On January 9, Boldy was injured in a two-car accident. The fact sits in the back of his mind as he clenches and unclenches his right hand during the interview, still surprised by his own recovery. He tells me exactly this: “It’s still affecting me right now. It was very traumatic. My life changed physically, I had to be mentally stronger. Everyone wasn’t prepared for this blow, I wasn’t either, but I have a lot of people that I rely on, and even more people that rely on me.”

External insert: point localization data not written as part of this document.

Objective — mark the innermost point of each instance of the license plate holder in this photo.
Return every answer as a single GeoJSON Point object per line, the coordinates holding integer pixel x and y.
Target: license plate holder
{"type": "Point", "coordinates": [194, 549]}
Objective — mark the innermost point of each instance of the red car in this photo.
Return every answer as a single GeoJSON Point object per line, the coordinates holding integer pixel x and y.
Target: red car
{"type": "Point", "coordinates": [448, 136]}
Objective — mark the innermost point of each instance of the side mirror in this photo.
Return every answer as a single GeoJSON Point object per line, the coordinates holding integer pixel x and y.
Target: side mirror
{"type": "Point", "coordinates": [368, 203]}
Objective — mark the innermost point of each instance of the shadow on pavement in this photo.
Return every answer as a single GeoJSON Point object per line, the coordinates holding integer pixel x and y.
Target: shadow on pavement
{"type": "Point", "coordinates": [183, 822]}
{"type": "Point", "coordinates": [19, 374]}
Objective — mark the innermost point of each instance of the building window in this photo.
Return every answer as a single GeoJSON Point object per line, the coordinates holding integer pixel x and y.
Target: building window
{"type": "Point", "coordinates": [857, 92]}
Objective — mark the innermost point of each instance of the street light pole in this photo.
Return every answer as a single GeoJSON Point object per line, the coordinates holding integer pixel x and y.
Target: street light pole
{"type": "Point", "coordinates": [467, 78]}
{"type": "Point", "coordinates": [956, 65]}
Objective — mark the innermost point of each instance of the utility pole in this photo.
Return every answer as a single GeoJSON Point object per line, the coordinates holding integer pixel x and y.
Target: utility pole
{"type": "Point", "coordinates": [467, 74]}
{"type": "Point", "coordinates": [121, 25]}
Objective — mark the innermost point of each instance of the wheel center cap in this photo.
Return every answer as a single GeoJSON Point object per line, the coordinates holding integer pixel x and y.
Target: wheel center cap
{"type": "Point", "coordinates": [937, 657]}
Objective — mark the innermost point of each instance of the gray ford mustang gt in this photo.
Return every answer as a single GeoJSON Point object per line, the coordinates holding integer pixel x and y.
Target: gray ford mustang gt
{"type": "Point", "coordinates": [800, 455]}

Unsurprisingly, Baldy’s nonchalance is unscathed as he reports the injuries he has sustained. “My arms were dead, my legs were dead, my neck was broken, my spine was damaged,” he recalled. “I had a crazy operation. Thank God the surgery went well because all my nerves started fusing and my body was like this for a minute with nothing but my eyes and mouth moving.

“Everything had changed dramatically. I was in rehab, realizing that I had crippled myself, so it was racking my brain. Just a grown man’s shit. The bills, the family, the relationship crap, a lot of crap that I had to look at on the bright side because when I think about it, I’m blessed.”

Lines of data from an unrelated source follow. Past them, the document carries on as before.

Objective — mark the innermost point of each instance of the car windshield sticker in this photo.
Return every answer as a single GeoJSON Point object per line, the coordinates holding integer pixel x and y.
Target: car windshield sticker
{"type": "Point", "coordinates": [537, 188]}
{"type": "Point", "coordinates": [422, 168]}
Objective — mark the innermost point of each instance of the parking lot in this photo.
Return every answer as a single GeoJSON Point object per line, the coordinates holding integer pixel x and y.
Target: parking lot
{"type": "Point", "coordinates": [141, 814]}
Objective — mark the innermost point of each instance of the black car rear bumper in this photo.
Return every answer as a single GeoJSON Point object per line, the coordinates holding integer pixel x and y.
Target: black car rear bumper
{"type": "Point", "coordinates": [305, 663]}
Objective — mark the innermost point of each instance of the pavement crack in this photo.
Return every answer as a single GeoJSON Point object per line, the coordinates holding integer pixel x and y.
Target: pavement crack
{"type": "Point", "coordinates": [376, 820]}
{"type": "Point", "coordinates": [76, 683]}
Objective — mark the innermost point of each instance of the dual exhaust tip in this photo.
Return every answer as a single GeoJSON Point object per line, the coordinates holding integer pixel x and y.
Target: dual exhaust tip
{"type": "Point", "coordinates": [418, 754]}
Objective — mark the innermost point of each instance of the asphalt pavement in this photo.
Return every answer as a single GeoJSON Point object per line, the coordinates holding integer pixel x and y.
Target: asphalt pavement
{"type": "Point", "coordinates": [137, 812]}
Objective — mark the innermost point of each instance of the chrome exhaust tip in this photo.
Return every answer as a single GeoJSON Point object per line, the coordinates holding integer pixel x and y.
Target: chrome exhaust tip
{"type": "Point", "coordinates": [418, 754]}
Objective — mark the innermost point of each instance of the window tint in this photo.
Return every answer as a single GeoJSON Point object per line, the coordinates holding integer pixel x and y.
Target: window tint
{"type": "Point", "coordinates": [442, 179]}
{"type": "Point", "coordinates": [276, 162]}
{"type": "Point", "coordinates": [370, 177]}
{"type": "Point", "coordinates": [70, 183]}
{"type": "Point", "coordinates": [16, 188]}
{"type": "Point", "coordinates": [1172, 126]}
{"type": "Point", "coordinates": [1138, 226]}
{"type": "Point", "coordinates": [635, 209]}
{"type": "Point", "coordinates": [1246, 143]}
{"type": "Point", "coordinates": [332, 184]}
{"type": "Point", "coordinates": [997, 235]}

Boldy explains to me, “I’ve never felt sorry for myself.” If anything, he suggests, “Once I processed the reality, it was easier to push through because… I’d been brainwashed so many times and the streets did something to me, so that nothing surprises me, and that I don’t feel like there’s an obstacle I can’t get over.”

Whether or not J Dilla is getting it together donuts while being treated for lupus in the hospital or Kanye recording “Through The Wire” with his jaw wired shut, a great artist can’t help but create. Every bone in their body aches to be great. Baldy James is no different: “I couldn’t write when I first got home because my arms were cramped and my hands didn’t work, so I had to do everything loose in a minute.” With his prose styling his own salvation, Baldy James can’t stop rapping.

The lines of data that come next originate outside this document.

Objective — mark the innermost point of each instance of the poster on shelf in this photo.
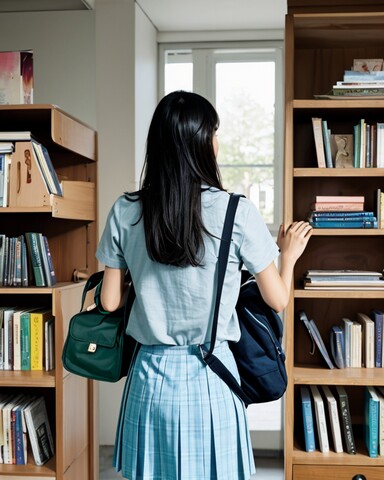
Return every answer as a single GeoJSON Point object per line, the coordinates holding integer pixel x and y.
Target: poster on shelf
{"type": "Point", "coordinates": [16, 77]}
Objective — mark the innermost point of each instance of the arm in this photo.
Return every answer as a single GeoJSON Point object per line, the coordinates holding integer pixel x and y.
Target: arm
{"type": "Point", "coordinates": [275, 285]}
{"type": "Point", "coordinates": [113, 290]}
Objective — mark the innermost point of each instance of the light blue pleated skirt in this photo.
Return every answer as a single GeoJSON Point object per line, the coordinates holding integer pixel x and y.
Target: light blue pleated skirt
{"type": "Point", "coordinates": [179, 421]}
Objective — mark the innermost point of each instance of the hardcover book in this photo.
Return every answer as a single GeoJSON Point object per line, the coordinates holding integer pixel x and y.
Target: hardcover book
{"type": "Point", "coordinates": [308, 422]}
{"type": "Point", "coordinates": [345, 419]}
{"type": "Point", "coordinates": [39, 431]}
{"type": "Point", "coordinates": [320, 419]}
{"type": "Point", "coordinates": [371, 420]}
{"type": "Point", "coordinates": [334, 421]}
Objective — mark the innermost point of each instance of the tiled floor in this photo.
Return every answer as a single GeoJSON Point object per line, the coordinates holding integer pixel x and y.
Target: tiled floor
{"type": "Point", "coordinates": [268, 468]}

Boldy excitedly tells me about his upcoming album Dilla the drug, on which he raps about “Dilla’s latest stash”: “It’s recorded. It’s done. The papers are signed on it — everything. Now, more than ever, he understands the importance of a project with Dilla. “I feel like [Dilla] he was cheated of what was really coming from the kinds of talents he had and the artists he inspired,” he explains.

Boldy continues: “When [Dilla] passed, his legacy means more…”

Just like that, the conversation abruptly ends. His last words hang in the air. In this car accident, Baldy James’ legacy almost suffered the same fate as James DeWitt Yancey. It really makes you wonder if Baldy James cheated death or was just trying to evade his taxes?